Metadata-Version: 2.4
Name: vcf-stats-viz
Version: 0.1.1
Summary: Herramienta para el análisis y visualización de variantes genómicas (VCF) con visualizacion interactiva.
Author-email: Alejandro Lana <alejandrolana1@gmail.com>
License: MIT
Classifier: Programming Language :: Python :: 3.9
Classifier: Topic :: Scientific/Engineering :: Bio-Informatics
Requires-Python: >=3.9
Description-Content-Type: text/markdown
Requires-Dist: pandas
Requires-Dist: dask
Requires-Dist: dask[dataframe]
Requires-Dist: cyvcf2
Requires-Dist: pyarrow
Requires-Dist: fastparquet
Requires-Dist: psutil
Requires-Dist: pysam
Requires-Dist: plotly
Requires-Dist: dash
Requires-Dist: flask
Requires-Dist: matplotlib
Requires-Dist: jinja2
Requires-Dist: weasyprint
Provides-Extra: dev
Requires-Dist: pytest; extra == "dev"
Requires-Dist: black; extra == "dev"
Requires-Dist: jupyterlab; extra == "dev"

# vcf-stats-viz

`vcf-stats-viz` is a command-line tool for efficient analysis of VCF (Variant Call Format) files and for generating an interactive local web dashboard for variant exploration.

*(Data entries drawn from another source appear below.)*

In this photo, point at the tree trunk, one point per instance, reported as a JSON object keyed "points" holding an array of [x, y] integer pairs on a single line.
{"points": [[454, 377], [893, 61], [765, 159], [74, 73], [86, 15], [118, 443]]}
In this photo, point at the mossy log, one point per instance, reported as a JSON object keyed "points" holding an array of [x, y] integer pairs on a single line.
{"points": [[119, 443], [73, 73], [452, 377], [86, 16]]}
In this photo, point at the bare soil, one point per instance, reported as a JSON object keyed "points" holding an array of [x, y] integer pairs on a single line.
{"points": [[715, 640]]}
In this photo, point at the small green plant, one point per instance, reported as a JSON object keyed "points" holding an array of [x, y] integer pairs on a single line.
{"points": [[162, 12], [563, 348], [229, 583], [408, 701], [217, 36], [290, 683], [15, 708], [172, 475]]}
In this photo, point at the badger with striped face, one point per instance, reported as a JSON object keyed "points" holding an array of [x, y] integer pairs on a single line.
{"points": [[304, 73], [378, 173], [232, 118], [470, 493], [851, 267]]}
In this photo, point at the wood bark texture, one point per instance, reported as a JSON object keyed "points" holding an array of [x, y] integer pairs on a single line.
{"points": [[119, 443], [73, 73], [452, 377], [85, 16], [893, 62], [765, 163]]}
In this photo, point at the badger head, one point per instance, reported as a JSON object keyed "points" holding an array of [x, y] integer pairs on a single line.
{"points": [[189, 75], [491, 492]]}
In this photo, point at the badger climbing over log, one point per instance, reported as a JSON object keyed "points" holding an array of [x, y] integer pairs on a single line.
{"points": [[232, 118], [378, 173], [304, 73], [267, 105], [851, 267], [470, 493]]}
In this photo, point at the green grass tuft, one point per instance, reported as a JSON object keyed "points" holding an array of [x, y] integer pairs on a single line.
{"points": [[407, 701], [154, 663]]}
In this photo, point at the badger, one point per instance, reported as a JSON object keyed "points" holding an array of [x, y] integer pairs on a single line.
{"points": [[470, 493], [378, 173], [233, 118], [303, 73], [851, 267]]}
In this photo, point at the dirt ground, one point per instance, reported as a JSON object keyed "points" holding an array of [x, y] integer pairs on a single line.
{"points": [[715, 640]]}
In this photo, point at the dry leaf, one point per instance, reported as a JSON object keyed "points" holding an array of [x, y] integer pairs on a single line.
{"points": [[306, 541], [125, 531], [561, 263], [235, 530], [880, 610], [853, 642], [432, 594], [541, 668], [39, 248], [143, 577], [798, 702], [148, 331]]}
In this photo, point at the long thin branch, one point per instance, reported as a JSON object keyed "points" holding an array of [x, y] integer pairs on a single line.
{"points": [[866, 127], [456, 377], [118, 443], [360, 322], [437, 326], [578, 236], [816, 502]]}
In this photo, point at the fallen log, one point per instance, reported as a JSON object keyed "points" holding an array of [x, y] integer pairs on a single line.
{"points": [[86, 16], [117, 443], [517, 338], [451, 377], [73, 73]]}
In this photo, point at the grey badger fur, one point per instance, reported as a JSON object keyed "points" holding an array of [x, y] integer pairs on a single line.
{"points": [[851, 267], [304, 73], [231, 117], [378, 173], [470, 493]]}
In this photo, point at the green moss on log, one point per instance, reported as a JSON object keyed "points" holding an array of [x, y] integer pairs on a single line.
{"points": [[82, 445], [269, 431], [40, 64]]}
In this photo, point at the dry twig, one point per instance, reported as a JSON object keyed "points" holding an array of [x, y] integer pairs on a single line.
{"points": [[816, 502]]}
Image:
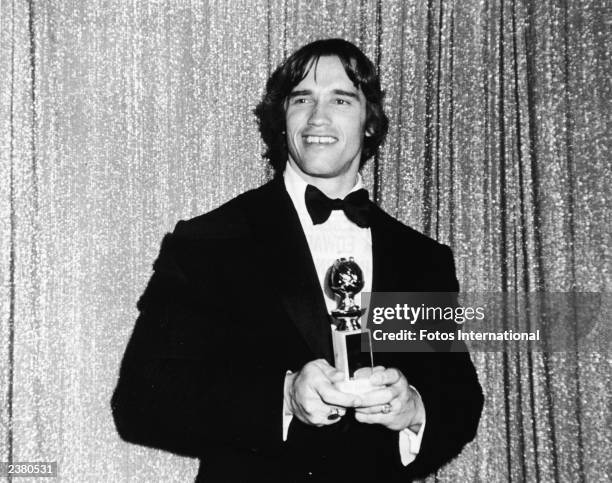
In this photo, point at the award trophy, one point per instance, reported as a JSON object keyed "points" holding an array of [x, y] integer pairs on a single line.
{"points": [[352, 344]]}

The package is designed to handle large-scale VCF files with a strong emphasis on low memory usage. It achieves this through chunk-based processing, avoiding loading the entire file into memory. Analysis results are stored on disk and can be reused without reprocessing the original VCF file.

## Key features

- Memory-efficient processing of large VCF files using chunk-based parsing
- Generation of variant statistics and summary datasets
- Persistent storage of analysis results and metadata
- Local web-based dashboard for interactive visualization and filtering of variants
- Support for multiple stored analyses
- Simple and reproducible command-line interface

## Installation

```bash
pip install vcf-stats-viz
```

The package installs the following command-line entry point:

```bash
vcf-analyze
```

## Basic usage

Run a complete analysis of a VCF file and launch the local web dashboard:

```bash
vcf-analyze input.vcf
```

By default, the dashboard is available at:

```
http://127.0.0.1:5000
```

## Common options

Limit the number of processed variants:

```bash
vcf-analyze input.vcf 100000
```

Adjust the chunk size used during processing:

```bash
vcf-analyze input.vcf --chunk-size 50000
```

Run the analysis without launching the web dashboard:

```bash
vcf-analyze input.vcf --no-dashboard
```

Launch the web dashboard using previously generated results:

```bash
vcf-analyze --dashboard-only
```

## Use cases

- Exploratory analysis of genomic variants
- Preliminary processing of large VCF datasets
- Local visualization of variant statistics without external services
- Validation and debugging of bioinformatics pipelines

## Console entry point

The package exposes the following console script:

```toml
vcf-analyze = "vcf_stats.main:main"
```

## License

This project is licensed under the MIT License.